A partir del 1º de Enero de 2026 Bulgaria abandonará el lev y adoptará el euro como su moneda oficial, convirtiéndose de este modo en el vigésimo primer país que pasa a integrar la Eurozona.
Por cierto, el proceso para poder adoptar el euro ha sido largo y nada sencillo. Dicho país balcánico debió dar cumplimiento a estrictos requisitos, que fueron evaluados por la Comisión Europea y el Banco Central Europeo. Al respecto, debió demostrar que poseía estabilidad de precios, finanzas públicas saneadas, tasas de interés sostenibles a lo largo del tiempo, un tipo de cambio estable, disciplina fiscal, un nivel de deuda compatible con las reglas europeas, y que había alcanzado la convergencia económica y la integración del sector financiero.
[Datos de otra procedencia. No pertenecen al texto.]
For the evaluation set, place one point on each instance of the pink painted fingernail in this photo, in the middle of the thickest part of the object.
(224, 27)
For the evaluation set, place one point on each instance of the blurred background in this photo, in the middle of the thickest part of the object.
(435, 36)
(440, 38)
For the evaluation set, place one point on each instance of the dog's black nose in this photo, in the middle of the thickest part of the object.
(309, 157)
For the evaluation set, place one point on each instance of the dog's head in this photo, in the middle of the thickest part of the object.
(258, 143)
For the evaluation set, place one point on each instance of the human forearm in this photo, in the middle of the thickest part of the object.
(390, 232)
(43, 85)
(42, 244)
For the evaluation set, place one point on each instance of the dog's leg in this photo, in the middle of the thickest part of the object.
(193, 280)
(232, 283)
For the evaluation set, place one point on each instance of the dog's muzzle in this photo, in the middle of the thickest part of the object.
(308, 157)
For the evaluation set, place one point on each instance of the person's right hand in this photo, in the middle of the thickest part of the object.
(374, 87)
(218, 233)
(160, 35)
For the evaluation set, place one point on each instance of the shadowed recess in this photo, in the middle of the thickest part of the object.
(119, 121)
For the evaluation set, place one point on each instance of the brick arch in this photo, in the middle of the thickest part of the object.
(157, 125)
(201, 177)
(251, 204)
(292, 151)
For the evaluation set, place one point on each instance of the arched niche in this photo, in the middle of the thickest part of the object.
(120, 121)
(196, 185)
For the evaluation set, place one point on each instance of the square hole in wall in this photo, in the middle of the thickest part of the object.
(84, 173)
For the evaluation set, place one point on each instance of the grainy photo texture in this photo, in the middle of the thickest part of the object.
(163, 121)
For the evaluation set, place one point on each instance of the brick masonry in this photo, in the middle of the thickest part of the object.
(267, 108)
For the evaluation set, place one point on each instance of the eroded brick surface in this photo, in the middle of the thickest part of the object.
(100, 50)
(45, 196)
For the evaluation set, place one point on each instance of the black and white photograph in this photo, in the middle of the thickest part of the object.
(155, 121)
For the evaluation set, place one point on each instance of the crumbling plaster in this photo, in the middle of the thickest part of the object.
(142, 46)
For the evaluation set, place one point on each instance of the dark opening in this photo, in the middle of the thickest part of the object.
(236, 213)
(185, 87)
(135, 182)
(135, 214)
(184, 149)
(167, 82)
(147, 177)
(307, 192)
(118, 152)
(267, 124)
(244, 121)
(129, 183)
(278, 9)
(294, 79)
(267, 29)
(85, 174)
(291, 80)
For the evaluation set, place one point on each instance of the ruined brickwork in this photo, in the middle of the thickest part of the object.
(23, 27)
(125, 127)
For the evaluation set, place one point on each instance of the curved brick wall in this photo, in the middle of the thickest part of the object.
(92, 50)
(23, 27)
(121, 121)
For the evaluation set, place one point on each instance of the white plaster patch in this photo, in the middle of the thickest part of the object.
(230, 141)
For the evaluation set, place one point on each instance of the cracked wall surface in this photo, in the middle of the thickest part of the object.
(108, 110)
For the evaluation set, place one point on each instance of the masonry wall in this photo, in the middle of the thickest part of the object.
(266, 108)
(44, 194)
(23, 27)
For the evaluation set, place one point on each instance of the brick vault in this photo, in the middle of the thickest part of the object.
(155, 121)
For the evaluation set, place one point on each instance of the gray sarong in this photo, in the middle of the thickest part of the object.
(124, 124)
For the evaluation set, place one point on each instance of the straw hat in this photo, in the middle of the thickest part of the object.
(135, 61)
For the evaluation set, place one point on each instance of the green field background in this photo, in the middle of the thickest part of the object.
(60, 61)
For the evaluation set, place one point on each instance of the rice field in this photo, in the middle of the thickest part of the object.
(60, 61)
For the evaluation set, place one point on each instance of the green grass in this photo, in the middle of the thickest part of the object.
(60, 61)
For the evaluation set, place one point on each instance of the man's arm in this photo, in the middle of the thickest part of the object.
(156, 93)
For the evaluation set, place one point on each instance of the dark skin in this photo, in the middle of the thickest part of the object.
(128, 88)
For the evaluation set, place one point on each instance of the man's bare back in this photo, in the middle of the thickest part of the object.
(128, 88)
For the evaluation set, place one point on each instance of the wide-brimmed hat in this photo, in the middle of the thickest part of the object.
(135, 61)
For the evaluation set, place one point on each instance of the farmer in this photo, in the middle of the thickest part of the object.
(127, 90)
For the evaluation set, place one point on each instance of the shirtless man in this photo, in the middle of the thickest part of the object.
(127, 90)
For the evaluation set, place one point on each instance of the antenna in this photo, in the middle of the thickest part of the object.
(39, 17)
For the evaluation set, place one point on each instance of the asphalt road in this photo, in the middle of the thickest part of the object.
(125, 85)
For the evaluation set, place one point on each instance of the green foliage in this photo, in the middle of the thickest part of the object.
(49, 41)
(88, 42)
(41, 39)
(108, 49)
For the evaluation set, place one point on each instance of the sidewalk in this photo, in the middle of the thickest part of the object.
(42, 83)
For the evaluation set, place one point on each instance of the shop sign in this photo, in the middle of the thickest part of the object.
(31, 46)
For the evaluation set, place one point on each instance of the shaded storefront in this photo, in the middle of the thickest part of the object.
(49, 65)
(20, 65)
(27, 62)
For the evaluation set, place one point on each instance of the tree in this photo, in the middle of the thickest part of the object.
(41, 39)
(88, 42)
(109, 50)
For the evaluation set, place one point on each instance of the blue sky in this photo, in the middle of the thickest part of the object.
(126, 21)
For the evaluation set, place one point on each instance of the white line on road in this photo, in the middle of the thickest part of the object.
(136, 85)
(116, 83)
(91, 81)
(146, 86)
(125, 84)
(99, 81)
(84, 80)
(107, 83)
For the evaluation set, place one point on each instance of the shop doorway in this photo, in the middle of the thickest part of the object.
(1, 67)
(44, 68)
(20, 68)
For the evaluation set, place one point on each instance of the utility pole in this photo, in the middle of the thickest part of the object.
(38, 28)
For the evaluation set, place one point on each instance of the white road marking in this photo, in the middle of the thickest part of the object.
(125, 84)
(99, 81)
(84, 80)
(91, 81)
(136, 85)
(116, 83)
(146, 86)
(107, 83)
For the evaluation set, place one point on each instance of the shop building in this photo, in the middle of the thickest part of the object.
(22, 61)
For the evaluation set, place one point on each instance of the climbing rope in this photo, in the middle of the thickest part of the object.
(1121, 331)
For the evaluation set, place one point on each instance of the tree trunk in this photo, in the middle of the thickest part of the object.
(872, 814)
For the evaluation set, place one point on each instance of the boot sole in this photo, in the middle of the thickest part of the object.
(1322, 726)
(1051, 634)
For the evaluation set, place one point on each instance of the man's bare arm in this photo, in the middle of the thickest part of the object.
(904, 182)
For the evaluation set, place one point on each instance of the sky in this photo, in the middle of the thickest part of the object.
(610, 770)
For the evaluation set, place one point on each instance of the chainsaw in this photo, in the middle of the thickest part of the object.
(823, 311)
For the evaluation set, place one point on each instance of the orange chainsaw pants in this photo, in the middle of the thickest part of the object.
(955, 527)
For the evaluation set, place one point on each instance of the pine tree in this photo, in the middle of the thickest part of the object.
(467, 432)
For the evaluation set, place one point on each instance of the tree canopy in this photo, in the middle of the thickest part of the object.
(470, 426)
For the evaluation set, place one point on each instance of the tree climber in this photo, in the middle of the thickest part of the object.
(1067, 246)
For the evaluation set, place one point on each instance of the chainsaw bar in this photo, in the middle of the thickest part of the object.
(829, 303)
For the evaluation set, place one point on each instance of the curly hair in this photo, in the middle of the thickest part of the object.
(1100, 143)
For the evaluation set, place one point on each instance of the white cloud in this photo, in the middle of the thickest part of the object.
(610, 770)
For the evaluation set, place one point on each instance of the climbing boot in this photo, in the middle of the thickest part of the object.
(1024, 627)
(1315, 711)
En el mes de Junio de este año ambas instituciones europeas confirmaron que Bulgaria estaba en condiciones de adoptar el euro por haber cumplido con los criterios económicos exigidos, pero, no obstante ello, la Comisión Europea señaló que era necesario que el país continúe avanzando en ciertas áreas tales como la lucha contra la corrupción, la independencia judicial, la modernización administrativa, la reducción de la dependencia de los combustibles fósiles, debiendo además prestar atención a posibles desafíos sociales y regulatorios durante el período de transición.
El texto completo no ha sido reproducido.